In Harbour v. Harbour, 103 Ark. 273, the court said: “It has been frequently held that where the husband purchased and paid for lands, taking the deed therefor in the name of his wife, the presumption is that his money, thus used, was intended as a gift to her, and the law does not imply a promise or obligation on her part to refund the money or to divide the property purchased or to hold the same in trust for him. His conduct is referable to his affection for her and his duty to protect her against want, and it will be presumed to be a gift, and, so far as he is concerned, becomes absolutely her property. Wood v. Wood, 100 Ark. 370; Womack v. Womack, 73 Ark. 281; O’Hair v. O’Hair, 76 Ark. 389.”

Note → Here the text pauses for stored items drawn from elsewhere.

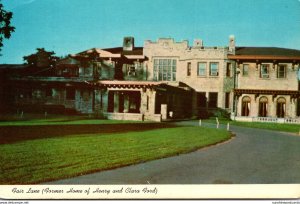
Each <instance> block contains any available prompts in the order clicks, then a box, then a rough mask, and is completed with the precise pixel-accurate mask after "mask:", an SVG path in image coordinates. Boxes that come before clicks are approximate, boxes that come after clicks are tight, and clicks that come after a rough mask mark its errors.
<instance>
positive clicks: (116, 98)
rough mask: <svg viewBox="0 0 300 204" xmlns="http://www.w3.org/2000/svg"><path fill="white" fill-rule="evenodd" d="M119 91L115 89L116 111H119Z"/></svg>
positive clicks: (115, 105)
mask: <svg viewBox="0 0 300 204" xmlns="http://www.w3.org/2000/svg"><path fill="white" fill-rule="evenodd" d="M119 94H120V93H119V92H118V91H114V113H118V112H119Z"/></svg>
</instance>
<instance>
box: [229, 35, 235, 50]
mask: <svg viewBox="0 0 300 204" xmlns="http://www.w3.org/2000/svg"><path fill="white" fill-rule="evenodd" d="M228 47H229V51H230V52H234V51H235V38H234V35H230V36H229V46H228Z"/></svg>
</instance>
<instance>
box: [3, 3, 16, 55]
mask: <svg viewBox="0 0 300 204" xmlns="http://www.w3.org/2000/svg"><path fill="white" fill-rule="evenodd" d="M12 16H13V13H12V12H9V11H6V10H4V7H3V4H2V3H1V2H0V51H1V48H2V47H3V40H4V38H6V39H9V38H10V36H11V33H12V32H14V31H15V27H13V26H11V24H10V21H11V18H12Z"/></svg>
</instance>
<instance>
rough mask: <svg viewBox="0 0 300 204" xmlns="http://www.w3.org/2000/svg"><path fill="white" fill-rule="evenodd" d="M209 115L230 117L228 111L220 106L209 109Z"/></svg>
mask: <svg viewBox="0 0 300 204" xmlns="http://www.w3.org/2000/svg"><path fill="white" fill-rule="evenodd" d="M209 117H217V118H224V119H230V113H228V111H226V110H224V109H222V108H216V109H213V110H211V111H209Z"/></svg>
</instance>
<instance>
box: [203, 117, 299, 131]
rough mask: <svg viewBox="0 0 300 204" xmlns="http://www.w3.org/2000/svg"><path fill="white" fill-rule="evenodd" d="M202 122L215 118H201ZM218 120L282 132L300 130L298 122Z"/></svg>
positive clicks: (223, 119) (229, 122)
mask: <svg viewBox="0 0 300 204" xmlns="http://www.w3.org/2000/svg"><path fill="white" fill-rule="evenodd" d="M203 122H208V123H216V119H208V120H203ZM219 122H220V123H221V124H227V123H228V122H229V123H230V125H236V126H243V127H250V128H261V129H268V130H276V131H282V132H292V133H299V131H300V125H298V124H281V123H264V122H238V121H229V120H226V119H219Z"/></svg>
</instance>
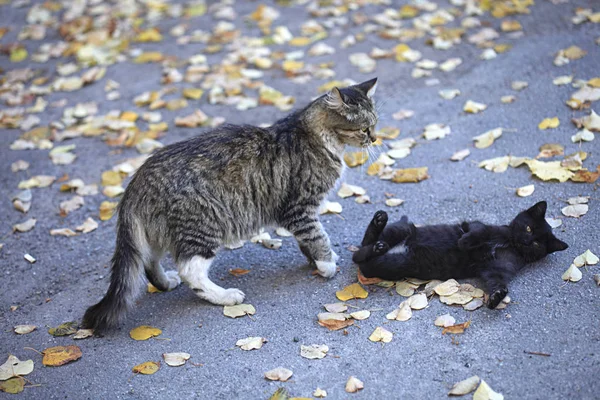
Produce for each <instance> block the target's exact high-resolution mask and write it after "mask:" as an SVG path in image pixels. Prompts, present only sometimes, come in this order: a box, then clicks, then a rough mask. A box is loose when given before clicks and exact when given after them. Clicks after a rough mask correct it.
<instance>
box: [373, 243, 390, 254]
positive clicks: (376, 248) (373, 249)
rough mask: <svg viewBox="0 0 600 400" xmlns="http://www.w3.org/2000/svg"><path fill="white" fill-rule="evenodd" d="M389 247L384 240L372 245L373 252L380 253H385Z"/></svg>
mask: <svg viewBox="0 0 600 400" xmlns="http://www.w3.org/2000/svg"><path fill="white" fill-rule="evenodd" d="M389 249H390V245H389V244H387V243H386V242H382V241H379V242H377V243H375V244H374V245H373V254H375V255H381V254H385V253H387V251H388V250H389Z"/></svg>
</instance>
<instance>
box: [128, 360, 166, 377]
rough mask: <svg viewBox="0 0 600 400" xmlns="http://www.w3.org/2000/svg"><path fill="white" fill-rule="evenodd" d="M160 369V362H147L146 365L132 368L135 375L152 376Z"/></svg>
mask: <svg viewBox="0 0 600 400" xmlns="http://www.w3.org/2000/svg"><path fill="white" fill-rule="evenodd" d="M159 369H160V362H158V361H146V362H145V363H142V364H138V365H136V366H135V367H133V368H132V371H133V373H134V374H142V375H152V374H154V373H156V371H158V370H159Z"/></svg>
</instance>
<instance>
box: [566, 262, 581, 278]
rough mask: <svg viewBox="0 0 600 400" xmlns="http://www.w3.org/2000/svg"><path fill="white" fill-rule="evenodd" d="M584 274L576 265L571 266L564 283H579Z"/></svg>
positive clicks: (569, 269)
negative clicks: (582, 274)
mask: <svg viewBox="0 0 600 400" xmlns="http://www.w3.org/2000/svg"><path fill="white" fill-rule="evenodd" d="M582 276H583V275H582V273H581V271H580V270H579V268H577V266H576V265H575V264H571V266H570V267H569V269H567V270H566V271H565V273H564V274H563V276H562V280H563V281H571V282H579V281H580V280H581V278H582Z"/></svg>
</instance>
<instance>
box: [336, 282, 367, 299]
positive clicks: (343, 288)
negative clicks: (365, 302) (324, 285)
mask: <svg viewBox="0 0 600 400" xmlns="http://www.w3.org/2000/svg"><path fill="white" fill-rule="evenodd" d="M335 295H336V297H337V298H338V300H341V301H347V300H351V299H366V298H367V296H369V293H368V292H367V291H366V290H365V289H364V288H363V287H362V286H361V285H360V284H359V283H353V284H352V285H349V286H346V287H345V288H343V289H342V290H338V291H337V292H335Z"/></svg>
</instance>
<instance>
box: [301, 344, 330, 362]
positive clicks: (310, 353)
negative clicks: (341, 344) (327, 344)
mask: <svg viewBox="0 0 600 400" xmlns="http://www.w3.org/2000/svg"><path fill="white" fill-rule="evenodd" d="M328 351H329V347H327V345H324V344H311V345H310V346H305V345H301V346H300V355H301V356H302V357H304V358H308V359H309V360H316V359H321V358H323V357H325V356H326V355H327V352H328Z"/></svg>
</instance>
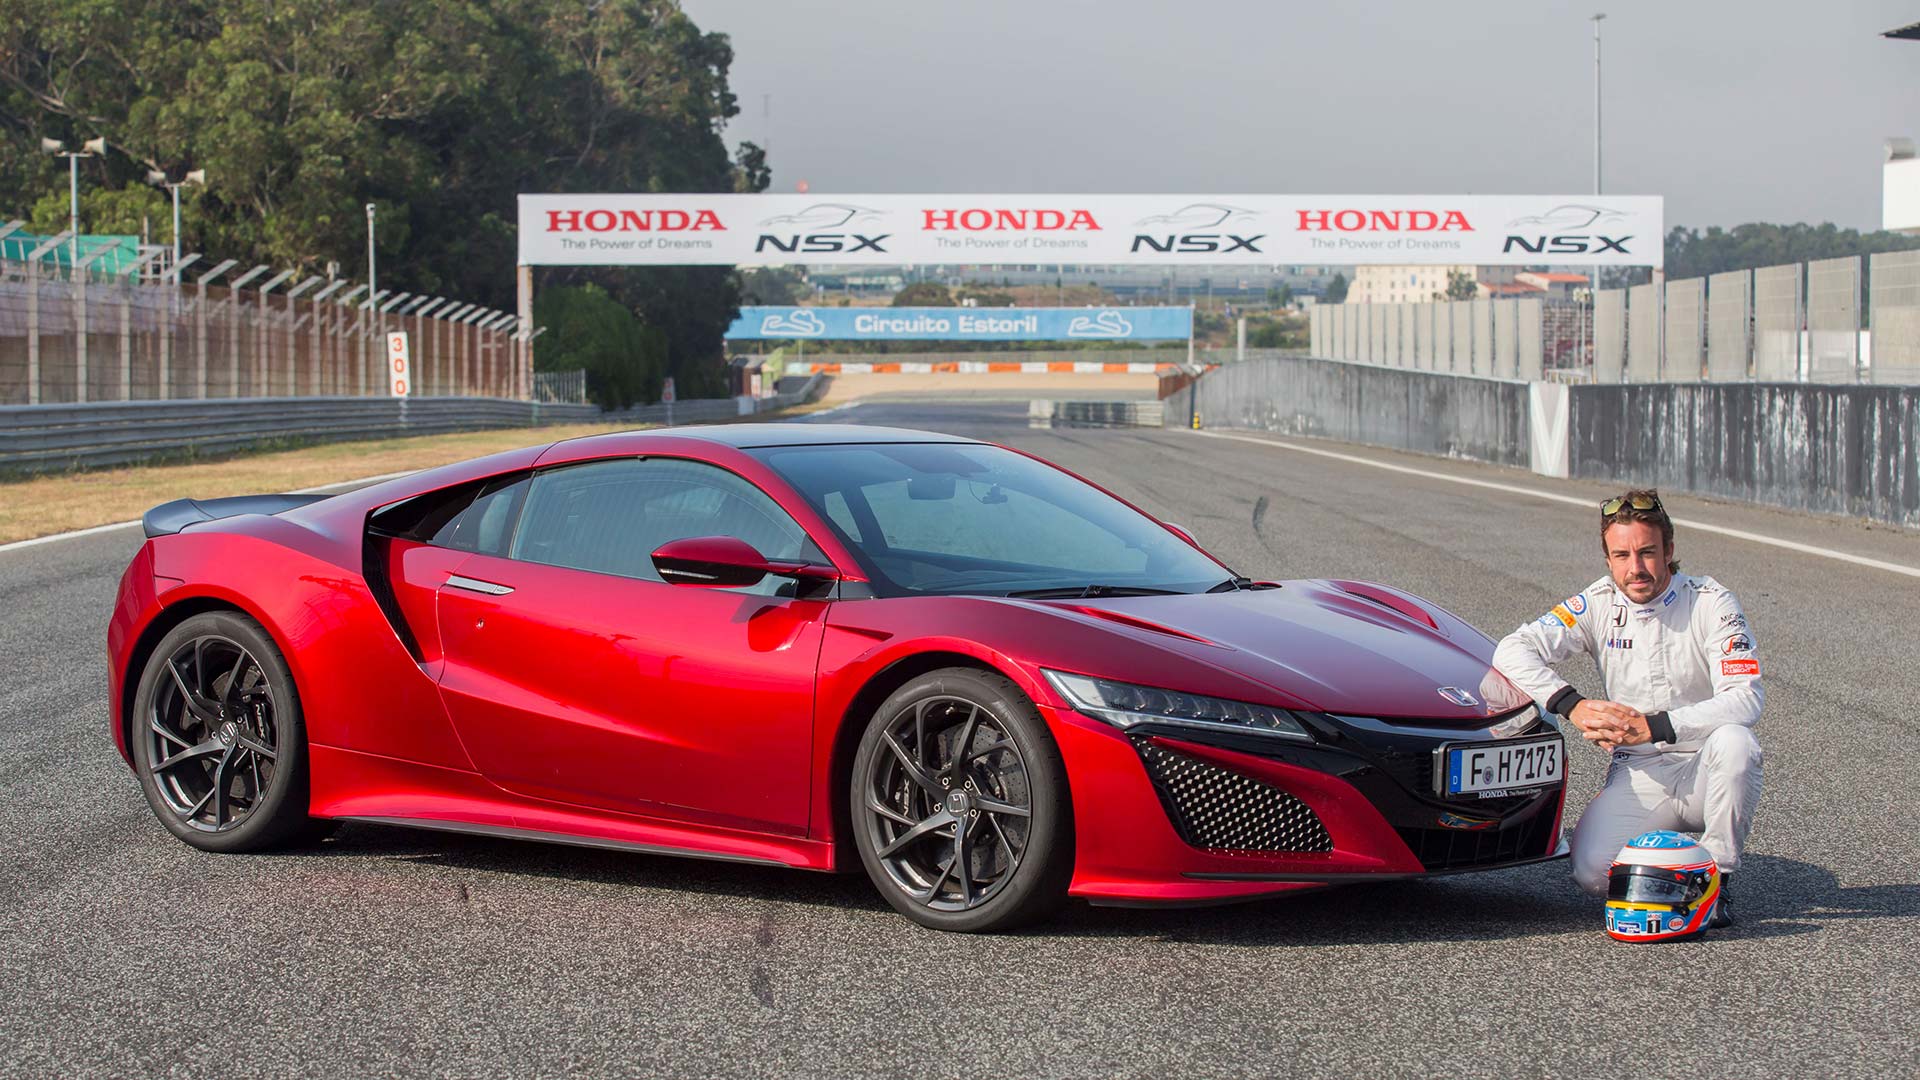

This presumption is not conclusive, however, and may be rebutted by evidence of facts and declarations antecedent to and contemporaneous with the conveyance, showing that *37the intention of the husband was to have his wife hold the land in trust for him and that he did not intend to make her a gift thereof. But the evidence necessary to overcome the presumption of an advancement and prove a resulting trust must not only be distinct and credible, but must preponderate, as said in Robinson v. Robinson, 45 Ark. 484; Chambers v. Michael, 71 Ark. 373.

In Bogy v. Roberts, 48 Ark. 18, the court, holding land purchased by the father in the name of his children an advancement, said: “Where the proof does not make it clear and manifest that a trust was intended by the purchase, equity follows the law and leaves the estate with the child.”

In this case it is questionable from appellant’s own testimony whether he had any intention at the time of the conveyance to his wife that she should hold the lands as trustee for him or his benefit. His statement does not exclude, and rather warrants, the inference that the conveyance was made to her for her and the children’s benefit, that she might dispose of it in case of his death without any restraint from the law relating to the homestead rights of the minor children.

The wife’s testimony, now to the same effect as his own, since she returned and is living with him, is entitled to little credit as against her written declaration of an altogether different condition and denial of any interest whatever of appellant in the lands when she made the sale and conveyance thereof and received the money in payment therefor.

Upon the whole case, the proof does not make it clear and manifest that a trust for his benefit was intended, nor overcome the presumption of an advancement by preponderance of distinct and credible evidence. It tends rather to show the intention to create a trust in the lands in favor of his children, which can only be manifested by a writing, and parol evidence will not be heard to graft an express trust upon a deed absolute in its terms, as was the deed here. Kirby’s Digest, § 3666; Spradling v. Spradling, 101 Ark. 451; Harbour v. Harbour, supra.

Appellant had these lands conveyed to his wife that she might dispose of them for her own and his children’s benefit, in case of his death, without hindrance; and, notwithstanding she anticipated the time and disposed of the lands sooner than *38he intended, she received about the value thereof, and' the money was used for her own and the children’s benefit, and, under the circumstances, he has no just cause of complaint against appellee, the purchaser thereof. .

The decree of the chancellor was right, and is affirmed.